Coupled systems, like two masses connected by springs, can exhibit modes where complex eigenvalues represent superimposed oscillations. The phase portraits help visualize energy exchange between components: centers indicate conservative systems with constant energy, while spirals show energy dissipation or injection. This interpretation is vital for designing stable structures, tuning controllers in robotics, or analyzing signal processing in circuits.

Common Pitfalls

1. Ignoring the Conjugate Pair in Solutions: When writing the general solution, some learners omit the term with the conjugate eigenvalue, leading to incomplete solutions. Remember that for real matrices, complex eigenvalues always come in pairs, and both must be included to form a basis for the solution space. Correction: Always use $\mathbf{x}(t)=c_1{e}^{\lambda t}\mathbf{v}+c_2{e}^{\bar{\lambda }t}\bar{\mathbf{v}}$ before extracting real parts.

1. Failing to Extract Real-Valued Solutions Properly: Applying Euler's formula incorrectly can result in complex-valued outputs. A common error is forgetting to combine terms to eliminate imaginary units. Correction: Systematically separate real and imaginary parts after substituting $e^{i\beta t}=\cos (\beta t)+i\sin (\beta t)$, and choose constants to ensure the solution is real.

1. Misclassifying Phase Portraits: Confusing centers with spirals when the real part $\alpha$ is zero. For example, if $\alpha =0$, trajectories are closed loops (centers), not spirals. Misinterpreting this can lead to incorrect stability analysis. Correction: Always compute $\alpha$ exactly; if $\alpha =0$, it's a center; if $\alpha \ne 0$, it's a spiral.

1. Overlooking Physical Context in Applications: In engineering problems, neglecting to link eigenvalues to physical parameters like damping ratio or natural frequency can make solutions abstract.
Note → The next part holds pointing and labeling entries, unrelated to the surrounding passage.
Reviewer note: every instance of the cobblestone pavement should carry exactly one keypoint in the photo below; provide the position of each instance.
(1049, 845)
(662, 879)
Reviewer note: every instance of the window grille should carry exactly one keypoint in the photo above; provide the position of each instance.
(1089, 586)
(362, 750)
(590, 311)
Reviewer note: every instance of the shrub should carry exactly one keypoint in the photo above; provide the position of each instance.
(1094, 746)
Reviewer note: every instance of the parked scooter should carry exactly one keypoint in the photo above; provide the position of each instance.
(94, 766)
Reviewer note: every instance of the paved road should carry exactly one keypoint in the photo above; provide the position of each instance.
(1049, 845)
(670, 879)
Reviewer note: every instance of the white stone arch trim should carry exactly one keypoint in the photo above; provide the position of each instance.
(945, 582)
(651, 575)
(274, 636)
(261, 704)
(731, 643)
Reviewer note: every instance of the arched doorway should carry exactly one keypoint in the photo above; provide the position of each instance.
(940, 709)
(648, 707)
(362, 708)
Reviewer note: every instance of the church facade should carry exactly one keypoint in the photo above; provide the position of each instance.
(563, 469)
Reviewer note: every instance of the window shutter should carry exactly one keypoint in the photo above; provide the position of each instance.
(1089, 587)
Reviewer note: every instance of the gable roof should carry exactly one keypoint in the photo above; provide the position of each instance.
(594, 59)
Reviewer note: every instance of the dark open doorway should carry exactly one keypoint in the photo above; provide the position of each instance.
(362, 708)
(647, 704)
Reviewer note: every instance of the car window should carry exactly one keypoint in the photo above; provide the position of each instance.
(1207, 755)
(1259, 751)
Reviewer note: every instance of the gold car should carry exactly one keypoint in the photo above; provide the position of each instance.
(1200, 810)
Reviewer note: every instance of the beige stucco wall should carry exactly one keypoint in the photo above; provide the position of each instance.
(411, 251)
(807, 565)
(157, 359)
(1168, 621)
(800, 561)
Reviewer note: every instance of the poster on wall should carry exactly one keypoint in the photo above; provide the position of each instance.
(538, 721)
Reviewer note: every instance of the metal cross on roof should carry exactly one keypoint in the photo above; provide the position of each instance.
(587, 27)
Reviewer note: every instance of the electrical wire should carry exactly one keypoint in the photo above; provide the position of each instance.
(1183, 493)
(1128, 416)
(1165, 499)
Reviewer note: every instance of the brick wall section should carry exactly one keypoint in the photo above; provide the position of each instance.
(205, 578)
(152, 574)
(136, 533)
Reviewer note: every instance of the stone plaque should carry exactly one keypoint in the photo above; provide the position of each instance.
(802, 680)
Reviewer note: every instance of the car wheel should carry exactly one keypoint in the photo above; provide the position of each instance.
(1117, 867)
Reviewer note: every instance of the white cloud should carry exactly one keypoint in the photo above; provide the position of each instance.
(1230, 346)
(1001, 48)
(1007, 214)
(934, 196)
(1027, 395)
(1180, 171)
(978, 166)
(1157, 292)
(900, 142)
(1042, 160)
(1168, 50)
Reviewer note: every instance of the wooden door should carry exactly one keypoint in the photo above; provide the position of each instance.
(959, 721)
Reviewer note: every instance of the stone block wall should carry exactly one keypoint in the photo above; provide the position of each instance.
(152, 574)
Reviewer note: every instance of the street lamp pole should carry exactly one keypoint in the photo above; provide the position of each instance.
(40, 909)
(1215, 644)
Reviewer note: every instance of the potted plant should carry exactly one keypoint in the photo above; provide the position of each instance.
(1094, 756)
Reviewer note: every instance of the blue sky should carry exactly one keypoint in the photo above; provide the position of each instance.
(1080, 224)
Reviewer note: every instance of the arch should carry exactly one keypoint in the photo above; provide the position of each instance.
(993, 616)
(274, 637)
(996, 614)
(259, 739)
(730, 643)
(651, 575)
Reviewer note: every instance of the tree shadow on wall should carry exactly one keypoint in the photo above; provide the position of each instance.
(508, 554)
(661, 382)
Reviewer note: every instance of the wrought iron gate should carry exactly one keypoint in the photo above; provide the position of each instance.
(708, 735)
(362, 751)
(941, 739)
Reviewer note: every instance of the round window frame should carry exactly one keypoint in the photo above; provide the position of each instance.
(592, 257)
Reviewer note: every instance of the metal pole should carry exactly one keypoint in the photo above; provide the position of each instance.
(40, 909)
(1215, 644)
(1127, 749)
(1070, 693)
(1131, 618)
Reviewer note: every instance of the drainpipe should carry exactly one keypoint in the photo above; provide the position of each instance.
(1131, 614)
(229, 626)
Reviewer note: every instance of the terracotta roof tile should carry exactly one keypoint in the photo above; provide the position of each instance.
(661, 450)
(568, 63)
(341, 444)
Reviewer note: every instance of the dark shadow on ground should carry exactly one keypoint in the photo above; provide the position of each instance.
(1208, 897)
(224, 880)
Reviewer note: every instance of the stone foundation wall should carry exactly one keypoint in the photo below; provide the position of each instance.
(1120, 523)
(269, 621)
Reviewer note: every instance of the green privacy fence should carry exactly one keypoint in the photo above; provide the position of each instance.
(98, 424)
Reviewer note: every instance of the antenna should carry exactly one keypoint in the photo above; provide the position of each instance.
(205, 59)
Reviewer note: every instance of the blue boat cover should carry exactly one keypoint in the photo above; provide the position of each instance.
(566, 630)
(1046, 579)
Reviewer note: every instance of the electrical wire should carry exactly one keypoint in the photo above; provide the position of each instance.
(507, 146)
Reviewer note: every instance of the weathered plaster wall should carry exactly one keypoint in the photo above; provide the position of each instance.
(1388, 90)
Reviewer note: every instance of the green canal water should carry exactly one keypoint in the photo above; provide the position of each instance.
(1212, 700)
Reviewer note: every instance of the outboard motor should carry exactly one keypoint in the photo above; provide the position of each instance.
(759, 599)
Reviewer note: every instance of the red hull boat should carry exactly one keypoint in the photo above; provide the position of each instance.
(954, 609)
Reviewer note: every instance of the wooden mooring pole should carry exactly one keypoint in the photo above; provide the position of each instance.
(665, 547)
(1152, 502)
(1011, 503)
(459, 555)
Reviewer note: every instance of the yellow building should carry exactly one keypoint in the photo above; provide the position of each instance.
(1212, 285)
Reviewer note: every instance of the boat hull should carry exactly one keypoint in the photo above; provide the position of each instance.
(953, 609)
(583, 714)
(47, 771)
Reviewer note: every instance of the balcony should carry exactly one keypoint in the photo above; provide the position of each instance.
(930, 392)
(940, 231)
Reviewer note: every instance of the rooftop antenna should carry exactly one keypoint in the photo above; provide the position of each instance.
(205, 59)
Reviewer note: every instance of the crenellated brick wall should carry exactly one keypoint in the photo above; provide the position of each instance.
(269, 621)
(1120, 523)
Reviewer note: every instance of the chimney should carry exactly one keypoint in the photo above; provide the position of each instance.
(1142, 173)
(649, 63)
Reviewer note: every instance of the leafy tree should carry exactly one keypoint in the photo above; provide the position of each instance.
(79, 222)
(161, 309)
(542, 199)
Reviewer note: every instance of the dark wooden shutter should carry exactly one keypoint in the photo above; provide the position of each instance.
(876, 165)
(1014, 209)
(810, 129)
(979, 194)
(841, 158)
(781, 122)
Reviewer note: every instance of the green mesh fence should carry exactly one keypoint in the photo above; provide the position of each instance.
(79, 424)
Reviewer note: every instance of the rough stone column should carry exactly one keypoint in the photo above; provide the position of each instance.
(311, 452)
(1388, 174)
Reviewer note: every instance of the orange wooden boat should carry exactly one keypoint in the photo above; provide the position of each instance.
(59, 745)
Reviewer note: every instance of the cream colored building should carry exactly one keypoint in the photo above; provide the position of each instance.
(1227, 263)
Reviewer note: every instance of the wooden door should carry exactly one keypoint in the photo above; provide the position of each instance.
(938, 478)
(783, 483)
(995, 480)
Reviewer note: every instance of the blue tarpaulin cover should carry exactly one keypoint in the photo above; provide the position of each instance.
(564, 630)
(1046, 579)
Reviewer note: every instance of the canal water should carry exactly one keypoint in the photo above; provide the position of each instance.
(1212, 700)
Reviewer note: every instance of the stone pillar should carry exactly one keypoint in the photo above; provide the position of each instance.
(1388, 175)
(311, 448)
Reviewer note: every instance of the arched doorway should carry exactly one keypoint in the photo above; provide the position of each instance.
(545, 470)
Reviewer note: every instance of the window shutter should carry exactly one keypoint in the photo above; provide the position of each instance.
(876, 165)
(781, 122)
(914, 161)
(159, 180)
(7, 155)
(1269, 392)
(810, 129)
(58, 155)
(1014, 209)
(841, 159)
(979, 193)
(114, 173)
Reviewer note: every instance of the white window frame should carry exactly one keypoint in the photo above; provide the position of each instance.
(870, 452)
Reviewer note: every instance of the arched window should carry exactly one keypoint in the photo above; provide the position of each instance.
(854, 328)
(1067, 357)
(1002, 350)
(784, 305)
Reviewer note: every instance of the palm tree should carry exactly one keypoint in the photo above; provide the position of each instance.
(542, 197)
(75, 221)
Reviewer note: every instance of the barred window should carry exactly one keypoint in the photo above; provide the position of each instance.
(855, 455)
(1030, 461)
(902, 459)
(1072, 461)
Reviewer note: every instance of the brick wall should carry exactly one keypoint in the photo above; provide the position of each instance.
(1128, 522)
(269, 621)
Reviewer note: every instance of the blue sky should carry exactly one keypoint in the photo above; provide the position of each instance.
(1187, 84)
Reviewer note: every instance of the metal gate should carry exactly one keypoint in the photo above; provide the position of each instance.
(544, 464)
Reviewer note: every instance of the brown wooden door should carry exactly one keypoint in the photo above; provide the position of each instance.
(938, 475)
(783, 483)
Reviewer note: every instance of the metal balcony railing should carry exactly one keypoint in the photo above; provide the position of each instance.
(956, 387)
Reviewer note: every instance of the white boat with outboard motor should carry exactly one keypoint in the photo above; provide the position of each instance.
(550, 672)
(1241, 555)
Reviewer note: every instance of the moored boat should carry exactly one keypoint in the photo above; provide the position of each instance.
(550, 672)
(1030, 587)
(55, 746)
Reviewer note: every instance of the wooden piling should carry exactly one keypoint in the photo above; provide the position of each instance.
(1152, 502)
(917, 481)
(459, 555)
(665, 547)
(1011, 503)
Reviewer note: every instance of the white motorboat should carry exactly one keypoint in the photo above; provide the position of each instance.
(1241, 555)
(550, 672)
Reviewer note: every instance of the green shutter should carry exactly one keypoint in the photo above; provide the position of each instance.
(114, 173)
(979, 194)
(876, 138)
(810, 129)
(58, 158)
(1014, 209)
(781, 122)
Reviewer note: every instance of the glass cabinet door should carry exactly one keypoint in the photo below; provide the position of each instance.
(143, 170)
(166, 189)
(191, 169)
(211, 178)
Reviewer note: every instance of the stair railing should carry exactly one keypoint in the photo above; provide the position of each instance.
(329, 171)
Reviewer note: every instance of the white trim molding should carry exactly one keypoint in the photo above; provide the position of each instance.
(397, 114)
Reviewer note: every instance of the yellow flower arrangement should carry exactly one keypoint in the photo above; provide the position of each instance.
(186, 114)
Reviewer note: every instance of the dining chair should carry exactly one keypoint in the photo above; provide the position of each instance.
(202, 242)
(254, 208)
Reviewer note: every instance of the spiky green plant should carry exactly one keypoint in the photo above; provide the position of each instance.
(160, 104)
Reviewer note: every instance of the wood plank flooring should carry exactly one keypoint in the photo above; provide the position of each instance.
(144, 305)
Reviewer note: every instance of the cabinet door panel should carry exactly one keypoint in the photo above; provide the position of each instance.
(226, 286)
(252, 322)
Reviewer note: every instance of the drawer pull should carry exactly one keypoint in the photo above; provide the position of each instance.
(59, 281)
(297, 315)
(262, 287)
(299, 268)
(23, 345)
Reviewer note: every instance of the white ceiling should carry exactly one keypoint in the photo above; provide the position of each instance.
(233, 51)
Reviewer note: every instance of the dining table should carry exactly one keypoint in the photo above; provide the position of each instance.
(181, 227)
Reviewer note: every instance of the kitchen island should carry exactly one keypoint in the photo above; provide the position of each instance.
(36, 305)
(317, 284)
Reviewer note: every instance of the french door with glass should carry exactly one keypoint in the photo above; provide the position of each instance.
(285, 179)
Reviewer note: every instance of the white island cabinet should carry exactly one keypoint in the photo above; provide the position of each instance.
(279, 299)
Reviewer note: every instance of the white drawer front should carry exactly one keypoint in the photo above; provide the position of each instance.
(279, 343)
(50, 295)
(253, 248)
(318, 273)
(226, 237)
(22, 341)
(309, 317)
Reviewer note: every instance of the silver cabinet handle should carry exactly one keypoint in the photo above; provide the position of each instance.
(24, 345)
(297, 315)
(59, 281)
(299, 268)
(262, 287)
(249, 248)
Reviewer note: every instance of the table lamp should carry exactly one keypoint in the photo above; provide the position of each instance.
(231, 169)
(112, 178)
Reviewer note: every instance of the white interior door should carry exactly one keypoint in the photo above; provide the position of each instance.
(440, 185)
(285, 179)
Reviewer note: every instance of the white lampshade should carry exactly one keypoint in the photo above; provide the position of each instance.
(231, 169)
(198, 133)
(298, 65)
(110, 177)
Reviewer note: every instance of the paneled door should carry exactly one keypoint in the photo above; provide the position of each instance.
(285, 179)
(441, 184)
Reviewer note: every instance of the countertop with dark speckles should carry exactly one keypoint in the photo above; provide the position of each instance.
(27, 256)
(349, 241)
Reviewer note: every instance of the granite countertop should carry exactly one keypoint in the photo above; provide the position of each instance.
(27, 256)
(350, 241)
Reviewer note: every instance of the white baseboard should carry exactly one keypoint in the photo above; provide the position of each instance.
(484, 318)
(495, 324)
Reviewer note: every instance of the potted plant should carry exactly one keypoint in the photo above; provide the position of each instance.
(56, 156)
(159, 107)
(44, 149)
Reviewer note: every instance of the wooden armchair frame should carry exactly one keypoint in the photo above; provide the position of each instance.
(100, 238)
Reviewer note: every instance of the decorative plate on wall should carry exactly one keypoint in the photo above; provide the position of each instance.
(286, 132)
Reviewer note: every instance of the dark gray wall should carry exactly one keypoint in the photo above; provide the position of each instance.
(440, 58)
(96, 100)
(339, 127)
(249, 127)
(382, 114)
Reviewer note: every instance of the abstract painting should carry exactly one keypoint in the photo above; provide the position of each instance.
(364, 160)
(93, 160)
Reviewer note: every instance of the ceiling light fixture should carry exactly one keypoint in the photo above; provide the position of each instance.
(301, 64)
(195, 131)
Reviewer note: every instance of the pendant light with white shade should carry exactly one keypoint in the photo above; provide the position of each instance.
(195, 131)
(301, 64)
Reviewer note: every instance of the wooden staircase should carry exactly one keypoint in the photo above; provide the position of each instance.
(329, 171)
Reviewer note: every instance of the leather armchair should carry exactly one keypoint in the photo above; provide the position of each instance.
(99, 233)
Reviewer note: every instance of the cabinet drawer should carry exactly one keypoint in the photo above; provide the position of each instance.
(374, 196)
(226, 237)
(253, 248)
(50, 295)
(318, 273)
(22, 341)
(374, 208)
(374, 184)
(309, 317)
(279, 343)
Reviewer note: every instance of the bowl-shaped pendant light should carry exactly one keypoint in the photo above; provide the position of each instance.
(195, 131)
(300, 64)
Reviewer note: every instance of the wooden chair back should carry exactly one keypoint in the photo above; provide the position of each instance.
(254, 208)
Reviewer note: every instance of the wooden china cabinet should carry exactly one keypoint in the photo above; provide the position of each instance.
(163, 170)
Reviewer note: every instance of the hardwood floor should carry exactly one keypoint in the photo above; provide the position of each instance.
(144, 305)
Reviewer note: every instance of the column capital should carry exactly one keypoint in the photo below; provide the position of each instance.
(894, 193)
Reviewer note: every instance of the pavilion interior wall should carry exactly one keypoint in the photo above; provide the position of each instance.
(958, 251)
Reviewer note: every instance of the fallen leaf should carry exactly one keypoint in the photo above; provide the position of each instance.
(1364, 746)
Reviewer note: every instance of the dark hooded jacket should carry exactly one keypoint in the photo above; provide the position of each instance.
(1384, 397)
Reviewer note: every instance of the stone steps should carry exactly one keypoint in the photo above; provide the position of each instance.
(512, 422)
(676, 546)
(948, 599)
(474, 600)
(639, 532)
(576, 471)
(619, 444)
Correction: Explicitly relate $\alpha$ and $\beta$ to system constants, and interpret solutions in terms of measurable quantities like amplitude and phase shift.

Summary

• Complex eigenvalues for real matrices always occur in conjugate pairs $\lambda =\alpha \pm i\beta$, where $\alpha$ determines growth/decay and $\beta$ gives oscillation frequency.
• Complex eigenvectors are found by solving $(A-\lambda I)\mathbf{v}=0$, and their conjugates provide the basis for solutions.
• Euler's formula $e^{i\theta }=\cos \theta +i\sin \theta$ is essential for extracting real-valued solutions from complex exponentials, yielding terms like $e^{\alpha t}({\mathbf{C}}_1\cos (\beta t)+{\mathbf{C}}_2\sin (\beta t))$.
• Phase portraits classify behavior: centers for $\alpha =0$ (closed orbits) and spirals for $\alpha \ne 0$ (inward for $\alpha <0$, outward for $\alpha >0$).
• Physical interpretations in coupled systems, such as mechanical vibrations or circuits, use these concepts to model oscillatory dynamics, stability, and energy exchange.